Introduction
The first step in data collection, processing, and analytics is to get the data from its various source files. Among the common file types for data exchange are CSV (comma-separated values), TSV (tab-separated values), Excel (.xlsx and .xls files), and XML files. This tutorial demonstrates how to load from all but the latter file type.
In addition to reading data from files, it is also critical that the data analyst knows how to store binary objects in files for faster loading after initial processing. For R, this means learning how to save and load R object files.
Base R contains most commonly used functions for reading CSV and TSV files. However, other packages are often needed for special files types (e.g., the readxl and xlsx packages for Excel files) and packages such as readr for faster loading of large files.
The term text file means that the file is human-readable text and can be inspected in any plain text editor, e.g., R Studio, Sublime, JEdit, Notepad, TextEdit, etc. Note that you should never use a word processor to inspect, modify, edit, or create a text file.
As always the packages must be installed first into your local installation of R and then loaded using the library()
or require()
functions as needed.
Of course, data is also found in relational and non-relational (NoSQL) databases, as well as on web pages. This tutorial does not show how to get data from these sources.
Importing Data from CSV and TSV Text Files
Text files are a common way to store and exchange tabular (row/column) data as almost any data application supports exporting data to the .csv text file format. Text file formats use delimiters to separate the columns on each row; each row of data is on its own line in the text file. Therefore, importing different kinds of text files can follow a fairly consistent process once you know the delimiter. The most common delimiter is the comma (,) and thus text files that use comma delimiters are called comma-separated values (CSV) files. Other common delimiters include semicolon (;), colon (:), slash (/), bar (|), and the tab (\t) character.
There are three main groups of functions that are commonly used to import data from text files:
- Base R functions
- readr package functions
- data.table package functions
In this tutorial we will restrict ourselves to the functions in Base R. However, the other two packages often have versions of the functions found in Base R that are more efficient for very large (100k rows or more) text files.
All of the functions import the data and store it in memory in a data frame in R. The data frame mimics the row/column structure of the file.
All rows in the file must have a value for each column. Empty values are either between consecutive delimiters or use a special marker for a missing value such as NA, ““, or ’’.

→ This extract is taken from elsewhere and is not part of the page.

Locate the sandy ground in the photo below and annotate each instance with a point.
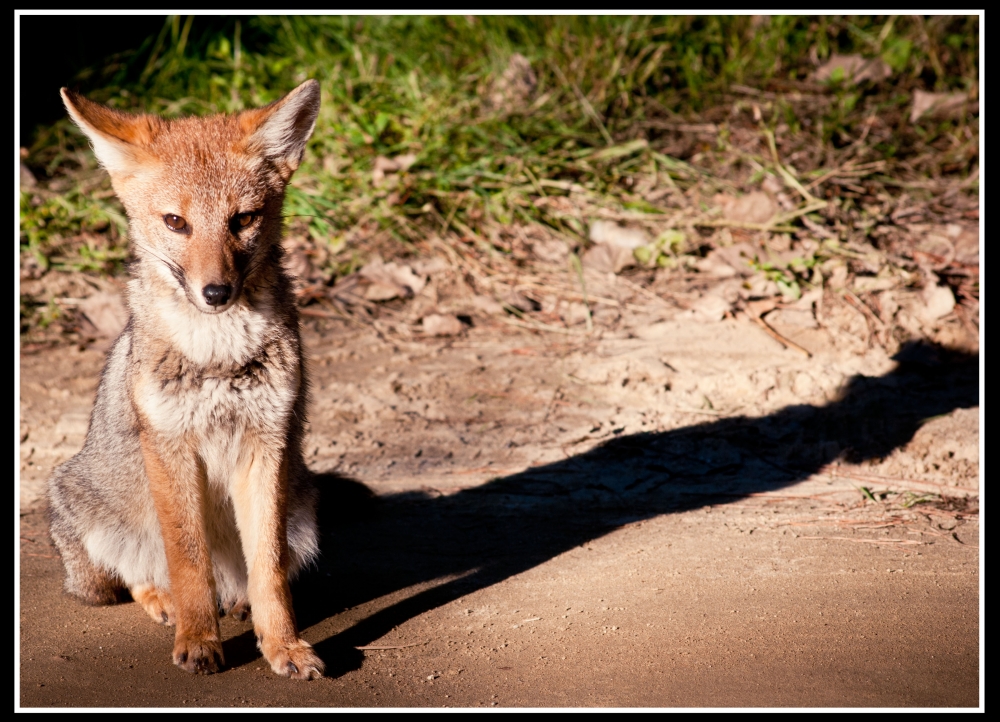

There is no standard CSV file format, although RFC 4180 is an attempt to standardize some aspects of the CSV format. You might still encounter processing problems when dealing with non-standard CSV files.
Base R Functions: read.table() and read.csv()
The function read.table()
is a Base R function and does not require any additional packages. It is among the most commonly used functions. A simplified version of read.table()
that sets the delimiter to comma (,) is read.csv()
, while another that sets the delimiter to semicolon (;) is read.csv2()
.
A Simple CSV
We will use the following CSV file for some of the examples below. You can download the files from the link or create it using any text editor (R Studio, TextEdit, Sublime, JEdit, Notepad, etc.) and save it under the file name beverages.csv in the folder of your choice. You will need to know the path of the folder, so be sure to remember it.
Note that text (aka, a string or string of characters) is often enclosed in quotes, generally double quotes (“Almond Delight”) but single quotes are fine, too (‘Almond Delight’). It’s one or the other. Of course that makes it tricky to put quotes into a string, which is why we have the backslash for “escaping” a character: “\”Gordon’s\“” Bran”. This can be a bit difficult to load and will require “text parsing”. Some CSV files, like ours, will not use any quotes but that will make it impossible to store text to place commas into the text. So, you can have “Coca, Cola” but not Coca, Cola.
Another common issue is the encoding of true/false or Boolean values. They are sometimes encoded as 0 (false) and 1 (true), as 0 (false) and any other number as true (e.g., -1), as T and F, as TRUE and FALSE, or some other way. A data dictionary sometimes accompanies a CSV file that explains what data each column contains and how it is encoded and to be interpreted. Finally, some CSV files will contain a header row as the first row that contains the names of each column, while some CSV files will only have the data – then, of course, a data dictionary is critical.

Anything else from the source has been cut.